Contracting an answer

26 February 1999

Contracting an answer

CONTRACT farming can offer the easiest answer to the farm income crisis, according to Graham Ramsbottom of Strutt and Parker. He produced figures at a recent conference in Aberdeen to show that two farmers could each quadruple their income through a contract farming arrangement.

"Most farms are over-equipped, over-borrowed, and over-staffed. Farmers are well known for looking over the hedge but few look beyond the tramlines. The very key to survival will be looking further over the hedge for new opportunities, and contract farming is splendid example," he said.

"Take two 400-acre farms close together and both with surplus machinery and labour. Using simplistic figures, they are each left with an annual profit of £10,000.

Under a contract farming agreement, farmer A becomes the contractor and now handles 800 acres with extra total labour and machinery but with much lower fixed costs per acre. Even after allowing farmer B a retention of £35,000, farmer A is left with a profit of £40,000.

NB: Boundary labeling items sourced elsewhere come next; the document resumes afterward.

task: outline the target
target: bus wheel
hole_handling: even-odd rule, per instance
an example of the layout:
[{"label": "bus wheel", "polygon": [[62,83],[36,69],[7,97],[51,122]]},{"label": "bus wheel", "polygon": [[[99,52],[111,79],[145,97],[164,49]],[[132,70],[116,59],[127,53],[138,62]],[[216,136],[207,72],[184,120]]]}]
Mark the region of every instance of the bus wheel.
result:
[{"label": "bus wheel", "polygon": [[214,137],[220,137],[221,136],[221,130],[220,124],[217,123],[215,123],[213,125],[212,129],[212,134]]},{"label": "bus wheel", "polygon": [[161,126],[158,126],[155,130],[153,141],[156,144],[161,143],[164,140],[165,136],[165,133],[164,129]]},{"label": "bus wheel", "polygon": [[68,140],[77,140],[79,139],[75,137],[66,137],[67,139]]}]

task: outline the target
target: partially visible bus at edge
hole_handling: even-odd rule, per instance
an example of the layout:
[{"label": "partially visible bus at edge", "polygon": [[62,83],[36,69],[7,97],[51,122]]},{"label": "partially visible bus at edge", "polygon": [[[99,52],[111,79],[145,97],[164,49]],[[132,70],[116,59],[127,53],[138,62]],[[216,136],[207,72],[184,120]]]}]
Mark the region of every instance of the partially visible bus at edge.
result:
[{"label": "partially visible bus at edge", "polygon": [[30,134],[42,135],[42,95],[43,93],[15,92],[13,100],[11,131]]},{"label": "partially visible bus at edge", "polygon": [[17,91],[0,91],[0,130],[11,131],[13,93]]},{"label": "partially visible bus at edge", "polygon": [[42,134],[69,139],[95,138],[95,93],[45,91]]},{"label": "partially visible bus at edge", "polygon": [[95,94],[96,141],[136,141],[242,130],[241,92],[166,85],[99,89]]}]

"Farmer B has his retention of £35,000, some property and administration costs but a net return of £24,000 and plenty of time on his hands to take a job and boost his income to at least £40,000. He is also able to realise capital from sales of machinery," Mr Ramsbottom said.

The move gave protection against modulation with each holding retaining its IACS status and he was confident contract farming could offer significant advantages to many farmers, owner-occupiers and tenants. "I believe it will become more popular after Agenda 2000 reforms are agreed," he added.